Definisi
PENGAJUAN GRASI LEBIH DARI SATU KALI
Pengajuan =
proses, cara, perbuatan mengajukan; pengusulan;
pengedepanan (KBBI)
Grasi = Grasi
adalah Hak Presiden untuk memberikan pengurangan hukuman.
Pengertian Grasi Menurut Para Pakar, sebagai berikut :
Menurut Professor
Van Hamel, Pengertian Grasi adalah suatu pernyataan dari
kekuasaan tertinggi yang menyatakan bahwa akibat-akibat menurut hukum pidana
dari suatu delik menjadi ditiadakan, baik seluruhnya maupun untuk sebagian.
Menurut Hazewinkel
Suringa, Pengertian Grasi adalah peniadaan dari seluruh
atau pengurangan dari suatu pidana (pengurangan mengenai waktu atau mengenai
jumlah) atau perubahan mengenai pidana tersebut. Contoh grasi yaitu pada
perubahan dari pidana penjara menjadi pidana denda
Pengertian Grasi
secara umum adalah suatu pernyataan dari kepala negara yang meniadakan sebagian
atau seluruh akibat hukum dari sesuatu tindak pidana menurut hukum pidana.
Pengertian Grasi dalam arti sempit adalah peniadaan
dari pidana yang telah dijatuhkan oleh hakim bagi seorang terpidana yang
telah mempunyai suatu kekuatan hukum yang tetap.

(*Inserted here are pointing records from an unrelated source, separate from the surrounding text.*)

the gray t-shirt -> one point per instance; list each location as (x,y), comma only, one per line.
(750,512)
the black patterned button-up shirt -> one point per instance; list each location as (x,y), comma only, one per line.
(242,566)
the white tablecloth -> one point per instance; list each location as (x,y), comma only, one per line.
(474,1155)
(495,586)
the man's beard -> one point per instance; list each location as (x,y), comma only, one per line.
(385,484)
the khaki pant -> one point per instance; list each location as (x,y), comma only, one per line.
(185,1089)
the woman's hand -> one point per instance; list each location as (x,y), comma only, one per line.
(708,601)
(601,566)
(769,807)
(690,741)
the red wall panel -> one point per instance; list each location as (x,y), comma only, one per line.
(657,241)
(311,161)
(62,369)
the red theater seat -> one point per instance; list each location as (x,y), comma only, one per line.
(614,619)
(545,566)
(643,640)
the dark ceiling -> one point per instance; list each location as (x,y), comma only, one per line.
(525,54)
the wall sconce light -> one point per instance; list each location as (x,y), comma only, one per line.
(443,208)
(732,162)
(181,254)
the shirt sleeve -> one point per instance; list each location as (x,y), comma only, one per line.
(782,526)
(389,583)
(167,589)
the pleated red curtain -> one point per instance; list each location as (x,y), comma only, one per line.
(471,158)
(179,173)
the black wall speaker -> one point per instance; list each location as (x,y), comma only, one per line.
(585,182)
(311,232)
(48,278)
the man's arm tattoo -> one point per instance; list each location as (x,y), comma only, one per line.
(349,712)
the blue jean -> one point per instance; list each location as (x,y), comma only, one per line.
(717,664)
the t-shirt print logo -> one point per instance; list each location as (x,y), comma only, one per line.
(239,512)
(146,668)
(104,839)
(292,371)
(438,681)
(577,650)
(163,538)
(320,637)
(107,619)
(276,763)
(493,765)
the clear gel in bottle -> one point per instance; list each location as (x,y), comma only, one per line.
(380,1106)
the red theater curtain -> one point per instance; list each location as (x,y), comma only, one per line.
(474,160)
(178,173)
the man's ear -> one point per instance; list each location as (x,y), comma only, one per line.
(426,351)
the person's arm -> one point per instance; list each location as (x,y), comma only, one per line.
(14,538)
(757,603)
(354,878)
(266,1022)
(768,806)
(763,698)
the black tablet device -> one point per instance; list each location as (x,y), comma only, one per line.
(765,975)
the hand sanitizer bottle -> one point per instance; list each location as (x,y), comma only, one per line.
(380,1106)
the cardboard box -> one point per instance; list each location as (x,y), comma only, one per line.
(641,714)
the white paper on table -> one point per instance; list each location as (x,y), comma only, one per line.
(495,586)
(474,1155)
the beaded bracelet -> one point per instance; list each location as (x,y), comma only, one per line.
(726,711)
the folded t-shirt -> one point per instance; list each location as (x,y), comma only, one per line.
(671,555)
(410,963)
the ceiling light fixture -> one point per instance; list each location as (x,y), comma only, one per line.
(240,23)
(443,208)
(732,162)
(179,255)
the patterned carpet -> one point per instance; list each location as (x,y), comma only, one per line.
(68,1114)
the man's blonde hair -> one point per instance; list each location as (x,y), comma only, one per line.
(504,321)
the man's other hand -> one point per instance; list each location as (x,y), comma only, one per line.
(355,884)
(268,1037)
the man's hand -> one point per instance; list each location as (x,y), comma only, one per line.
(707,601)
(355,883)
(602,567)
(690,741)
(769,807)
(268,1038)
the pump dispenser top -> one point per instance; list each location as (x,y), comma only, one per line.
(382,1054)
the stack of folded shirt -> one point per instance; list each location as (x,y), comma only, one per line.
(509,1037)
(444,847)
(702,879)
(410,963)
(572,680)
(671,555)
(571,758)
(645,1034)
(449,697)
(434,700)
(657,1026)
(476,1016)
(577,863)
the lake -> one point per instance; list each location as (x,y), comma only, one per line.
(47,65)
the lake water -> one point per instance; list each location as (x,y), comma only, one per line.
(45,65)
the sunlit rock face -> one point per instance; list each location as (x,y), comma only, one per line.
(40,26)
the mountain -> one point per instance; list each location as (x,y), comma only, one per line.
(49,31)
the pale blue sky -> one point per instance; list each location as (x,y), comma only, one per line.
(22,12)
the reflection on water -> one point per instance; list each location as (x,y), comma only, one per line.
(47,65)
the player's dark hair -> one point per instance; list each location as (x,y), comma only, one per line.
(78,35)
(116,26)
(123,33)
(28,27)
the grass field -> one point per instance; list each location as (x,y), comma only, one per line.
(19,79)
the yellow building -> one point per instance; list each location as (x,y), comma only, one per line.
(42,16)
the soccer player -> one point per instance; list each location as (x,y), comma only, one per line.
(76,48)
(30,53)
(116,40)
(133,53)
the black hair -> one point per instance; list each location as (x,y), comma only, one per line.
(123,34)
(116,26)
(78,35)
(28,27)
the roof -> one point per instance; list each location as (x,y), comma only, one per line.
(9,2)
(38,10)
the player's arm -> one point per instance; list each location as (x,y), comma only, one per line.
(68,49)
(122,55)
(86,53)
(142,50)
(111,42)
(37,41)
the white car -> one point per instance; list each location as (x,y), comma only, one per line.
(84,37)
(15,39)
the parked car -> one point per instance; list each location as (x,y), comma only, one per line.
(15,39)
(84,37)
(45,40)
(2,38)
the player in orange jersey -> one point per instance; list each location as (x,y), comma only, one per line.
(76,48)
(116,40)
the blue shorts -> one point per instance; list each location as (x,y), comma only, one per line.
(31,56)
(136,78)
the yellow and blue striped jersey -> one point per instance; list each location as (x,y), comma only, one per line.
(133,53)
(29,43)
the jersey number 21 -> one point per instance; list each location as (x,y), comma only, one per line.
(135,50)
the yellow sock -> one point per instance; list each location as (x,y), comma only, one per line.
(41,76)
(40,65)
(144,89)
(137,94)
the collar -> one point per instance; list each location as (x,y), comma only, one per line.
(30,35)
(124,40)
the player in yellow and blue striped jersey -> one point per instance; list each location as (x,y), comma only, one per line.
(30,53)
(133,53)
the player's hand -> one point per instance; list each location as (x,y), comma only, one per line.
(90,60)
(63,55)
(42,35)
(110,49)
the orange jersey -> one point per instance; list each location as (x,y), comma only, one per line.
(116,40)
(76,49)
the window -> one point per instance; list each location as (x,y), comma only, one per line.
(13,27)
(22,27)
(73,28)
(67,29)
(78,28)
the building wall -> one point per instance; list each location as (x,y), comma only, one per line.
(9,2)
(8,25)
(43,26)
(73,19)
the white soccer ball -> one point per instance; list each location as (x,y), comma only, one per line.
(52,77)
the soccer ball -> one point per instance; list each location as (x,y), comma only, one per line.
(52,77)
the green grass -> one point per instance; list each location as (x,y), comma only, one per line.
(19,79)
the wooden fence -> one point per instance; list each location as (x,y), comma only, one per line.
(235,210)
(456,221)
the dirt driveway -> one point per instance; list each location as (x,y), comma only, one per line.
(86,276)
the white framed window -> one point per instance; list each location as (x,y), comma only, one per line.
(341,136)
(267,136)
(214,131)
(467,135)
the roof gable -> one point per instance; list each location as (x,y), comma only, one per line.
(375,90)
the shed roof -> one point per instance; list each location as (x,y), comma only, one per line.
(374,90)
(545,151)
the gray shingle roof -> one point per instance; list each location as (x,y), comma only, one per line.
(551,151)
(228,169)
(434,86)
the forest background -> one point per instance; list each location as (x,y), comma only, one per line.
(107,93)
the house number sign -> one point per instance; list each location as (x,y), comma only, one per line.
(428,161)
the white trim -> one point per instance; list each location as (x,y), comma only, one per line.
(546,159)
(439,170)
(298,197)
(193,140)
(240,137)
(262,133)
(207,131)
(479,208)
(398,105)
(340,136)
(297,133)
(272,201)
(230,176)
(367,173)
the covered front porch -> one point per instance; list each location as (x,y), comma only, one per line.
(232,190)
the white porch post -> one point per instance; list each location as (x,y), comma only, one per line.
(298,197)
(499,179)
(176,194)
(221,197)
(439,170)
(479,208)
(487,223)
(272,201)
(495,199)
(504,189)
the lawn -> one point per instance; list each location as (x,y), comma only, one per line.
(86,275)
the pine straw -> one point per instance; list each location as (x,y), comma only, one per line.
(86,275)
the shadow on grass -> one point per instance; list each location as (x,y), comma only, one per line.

Lebih dari satu kali = sudah pernah dilakukan sekali, lalu
melakukannya kembali. Berulang.
FILOSOFIS
Latarbelakang
Ø Grasi, amnesti dan abolisi merupakan ketentuan
konstitusional dalam Bab Kekuasaan Pemerintah Negara. Dalam UUD 1945 “Presiden
memberi Grasi, Amnesti dan Abolisi”.
Ø Dalam
sejarah ketatanegaraan kita, pada tahun 1954 sudah pernah dilaksanakan Amnesti
dan Abolisi. Amnesti dan Abolisi itu diberikan kepada “semua orang yang telah
melakukan sesuatu tindak pidana yang nyata akibat dari persengketaan politik
antara Republik Indonesia (Jogyakarta) dan Kerajaan Belanda”.
Ø Pelaksanaan
ini dituangkan dalam Grasi, Amnesti dan Abolisi
adalah upaya-upaya non hukum yang luar
biasa, sebab secara legalistik positivistik, suatu kasus setelah diputus
oleh Pengadilan Negeri, melalui
upaya hukum Banding diputus oleh Pengadilan Tinggi, kemudian dikasasi di Mahkamah Agung, dan jika putusan Mahkamah Agung sudah berkekuatan
hukum pasti atau tetap , maka hanya tinggal satu upaya hukum terakhir, yaitu Peninjauan
Kembali si terdakwa disalahkan dan dipidana, maka pertolongan terakhir yang
sesungguhnya bukan merupakan alur hukum, dapat ditempuh dengan mengajukan grasi
kepada Presiden.
PN –
Banding – PT – Kasasi – MA – Hukum Terakhir – PK (bukan alur hukum, pengajuan
grasi kepada Presiden)
Ø
Presiden sebagai Kepala Negara mempunyai hak prerogatif . Hak prerogatif adalah hak kepala negara untuk
mengeluarkan putusan yang bersifat
final, mengikat, dan memiliki kekuatan hukum tetap. Hak prerogatif adalah
hak tertinggi yang tersedia dan disediakan oleh konstitusi bagi kepala negara. Sebagai
fungsi jabatan yang ‘terbebas dari
kesalahan’ maka terhadap penggunaan hak atas pemberian grasi, amnesti,
abolisi, dan rehabilitasi, diatur dalam ketentuan negara yang khusus ditujukan
untuk hal tersebut (UUD).
Ø
Substansi grasi, amnesti, abolisi dan
rehabilitasi adalah pengakuan atas
keterbatasan manusia sebagai makhluk yang tidak sempurna. Manusia bisa
khilaf, bahwa kesalahan adalah fitrah manusia, tidak terkecuali dalam memutus
perkara. Yudikatif sebagaimana halnya Legislatif dan Eksekutif berada di
wilayah ‘might be wrong’. Penggunaan hak prerogatif oleh kepala negara hanya
dalam kondisi teramat khusus.
Ø
Mengenai teori-teori
pemidanaan berhubungan langsung dengan pengertian hukum pidana subjektif
tersebut. Teori-teori ini mencari dan menerangkan
tentang dasar dari hak negara dalam menjatuhkan dan menjalankan pidana tersebut.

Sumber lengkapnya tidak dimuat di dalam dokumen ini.